Kanadyjscy posłowie proszą Justina Trudeau o rezygnację przed 28 października?
Ponad dwa tuziny posłów z Partii Liberalnej Justina Trudeau poprosiło premiera o podanie się do dymisji do przyszłego tygodnia, albo będzie musiał stawić czoła buntowi. Ultimatum pojawia się wśród sondaży opinii publicznej, które dają opozycyjnym konserwatystom 20-punktową przewagę nad partią Trudeau. Czy premier ustąpi ze stanowiska? Jakie ma możliwości?
To się porobiło w Kraju Klonowego Liścia
@Graff5 – 9:03 (poprzedni wpis)
„A ja słyszałem donosy, że biorą się za zorganizowaną grupę przestępczą PiS.
Zanosi się więc na to, że fundusze zaczną wracać wartkim ciurkiem”
Gdy te przestępczą grupę uwala, rzeczywiście fundusze będą musiały się raptem POjawić. Ostatecznie, rok już mia od czasu nastania nowej władzy wiec Najwyższy Czas! na to. Może nawet jeszcze i Korwin-Mikke wróci na domowe pielesze
@Płynna rzeczywistość
Tak, precyzyjnie zmierzono wiele rzeczy o których Pan mówi i wiele więcej. Proszę nie porównywać fizyki z astrologią albo, co gorsza, z teologią. Fizyka formułuje hipotezy nie dogmaty, które zawsze ustępują przed eksperymentem. Jednak rzeczywiście, w nauce mamy do czynienia z pewnym kryzysem. Jest on związany z tzw. „przekleństwem wymiarowości” (curse of dimensionality — CoD) — ale to inna historia.
@eche
Dziękuję za życzenia.
Edukacja składa się z kilku etapów, z których każdy ma określony cel.
Jednak już sam ” materiał wejściowy” jest na tyle zróżnicowany, iż od samego początku trzeba zbadać jego właściwości i określić, co da się z niego zrobić.

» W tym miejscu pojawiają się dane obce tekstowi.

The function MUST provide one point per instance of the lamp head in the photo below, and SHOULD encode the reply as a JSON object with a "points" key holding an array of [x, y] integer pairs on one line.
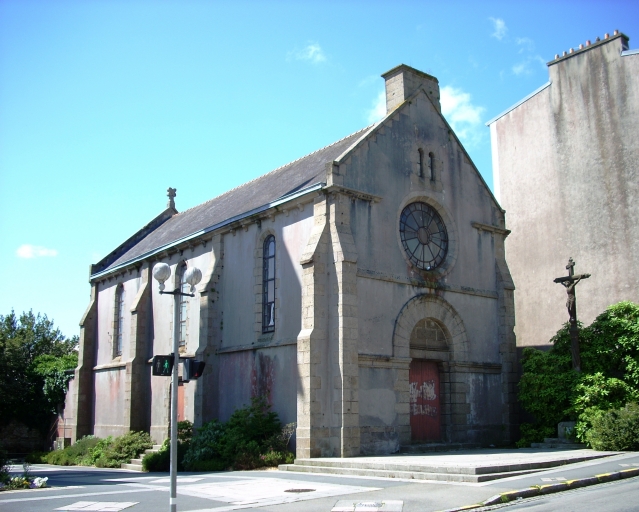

To tak jak z drewnem. Zależnie jakiego jest gatunku i jakiej jego części się korzysta takie są takie jest jego przeznaczenie .
Jedne wykorzystuję się na opał, inne na sztachety w płocie a jeszcze inne na belki konstrukcyjne do budowy mocnych konstrukcji i budowli. Oczywiście trzeba jeszcze odpowiednio przygotować – wysuszyć, zaimpregnować itd.
Tego dowiedziałam się od męża , który w czasie studenckich wakacji dorabiał sobie u starych, przedwojennych majstrów po 6 latach przedwojennej szkoły powszechnej.
Teoretyczne podstawy tych zasad poznał w czasie studiów.
Tak więc program nauczania powinien być zróżnicowany ale nie ” wszystkim dużo” lecz ” każdemu ( grupie) co innego – stosowanie do możliwości, predyspozycji i potrzeb w przyszłej pracy zawodowej.
@eche
Ech(e) te kanadyjskie bunty! Nawet przyzwoity strajk generalny w jednej z prowincji musieli im zorganizować Polacy. Fakt, że był to podobno największy, jak dotąd, strajk generalny w historii obu Ameryk. W tej samej prowicji cos chyba trzy powstania zorganizowali Metysi. Ich przywódca uchodził w czytankach szkolnych za coś w rodzaju dzisiejszego Putina przez ponad stulecie. Poczem… awansował do grona Ojców Założycieli Dominium. Jak w czasach kowida postanowili się zbuntować kierowcy transkontynentalnych trucków, chłopy na schwał, rząd wysłął przciwko nim uzbrojone po zęby chłopstwo z tamtejszego ZOMO. Przez pół dnia zanosiło się na jakąś Niagrę rolewu krwi, aż do momentu, kiedy dowódca zomowców podszedł
do przywódzcy buntu i wyjaśnił mu, że zgodnie z prawem pracy jego ludziom za chwile kończy sie dzień pracy, w związku z czym prosi buntowników, żeby odpuścili i też pojechali do domów. Obaj panowie uścisneli sobie dłonie i truckersi swimi truckami odjechali. Zomowcy zabrali swoje po zęby uzbrojenie i oddalili się takoż.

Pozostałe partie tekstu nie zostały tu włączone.